May 5, 1992
Louis R. Ravetti
Ent Federal Credit Union
805 N. Murray
Colorado Springs, CO 80935
Re: Escrow Funds Insurability (Your Letter of March 25, 1992)
Dear Mr. Ravetti:
You have requested an opinion regarding the insurability of certain real estate escrow accounts at Ent Federal Credit Union ("FCU"). It is our opinion that unless the owners of the funds are FCU members, the real estate escrow accounts are not insurable as escrow accounts. Neither are they insurable as unincorporated association accounts.
The Ent FCU accounts are presently structured as escrow accounts. Escrow is defined as "[a] writing, deed, money, stock or other property delivered by the grantor, promisor or obligor into the hands of a third person, to be held by the latter until the happening of a contingency or performance of a condition, and then by him delivered to the grantee, promisee or obligee." Black's Law Dictionary (5th ed., 1979). As funds held from the buyer of property for the seller of property by a real estate broker in a FCU until the sale is consummated or terminated, the escrow account is deemed an account held by agent for NCUSIF insurance purposes. See 12 C.F.R. ~745.3(a)(2); see also NCUA Opinion Letter from me to Jeff Rodman, Actors FCU, re: Share Insurance of Escrow Accounts, dated June 4, 1990 (enclosed); NCUA Opinion Letter from me to C.S. Smebakken, U.S. Dept. of Agriculture, re: Insurance of Market Agency Accounts, dated April 3, 1989 (enclosed); and NCUA Opinion Letter from James J. Engel, Deputy General Counsel, to Steven D. Eimert, Esq., Sherin and Lodgen, re: Share Insurance Coverage, dated November 30, 1988 (enclosed). As these opinion letters state, the membership status of the escrow agent is irrelevant for NCUSIF insurance purposes, and the membership status of the buyer (owner of the funds) is determinative. In this case the real estate buyers are presumably not members of the FCU, and so the escrow accounts are not insured.
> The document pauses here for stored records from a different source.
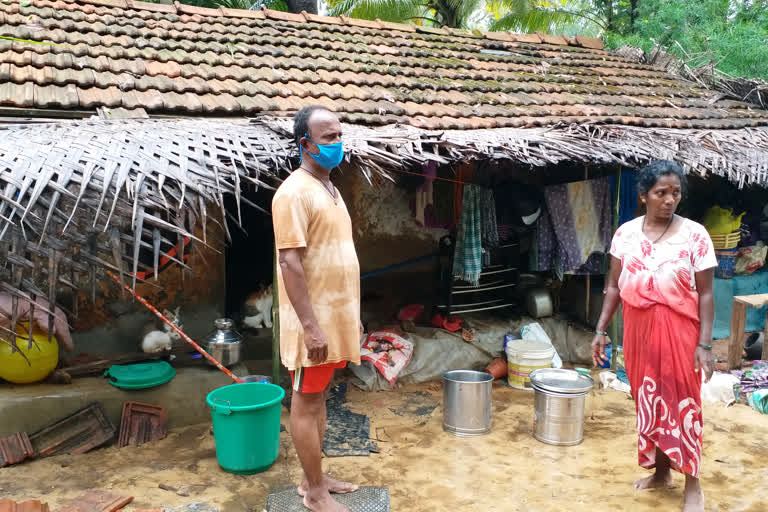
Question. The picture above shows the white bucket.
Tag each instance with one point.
(525, 356)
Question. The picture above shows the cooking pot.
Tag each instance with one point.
(225, 344)
(539, 303)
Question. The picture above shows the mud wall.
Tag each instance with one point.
(115, 322)
(386, 234)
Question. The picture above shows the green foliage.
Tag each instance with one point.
(732, 35)
(509, 15)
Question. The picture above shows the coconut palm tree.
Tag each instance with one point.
(518, 15)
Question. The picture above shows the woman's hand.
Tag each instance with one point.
(704, 360)
(598, 349)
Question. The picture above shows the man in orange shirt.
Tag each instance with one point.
(319, 293)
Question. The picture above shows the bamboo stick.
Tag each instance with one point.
(175, 328)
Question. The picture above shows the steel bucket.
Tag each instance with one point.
(558, 418)
(467, 403)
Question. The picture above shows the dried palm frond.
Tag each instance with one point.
(78, 197)
(82, 196)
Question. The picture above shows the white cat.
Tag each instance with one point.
(156, 341)
(258, 309)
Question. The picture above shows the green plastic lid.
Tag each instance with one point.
(140, 375)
Even if the real estate escrow accounts were restructured to be corporate or unincorporated association accounts they would remain uninsured. In order to obtain separate NCUSIF insurance coverage, a corporation or unincorporated association must be engaged in an "independent activity", that is, "an activity other than one directed solely at increasing insurance coverage." 12 C.F.R. ~745.6. As only the form, but not the substance, of the accounts would change in this scenario, the account would be "deemed to be owned by the person or persons ... comprising such ... unincorporated association." Id. Therefore, the nonmember owners of the funds in the account would remain uninsured.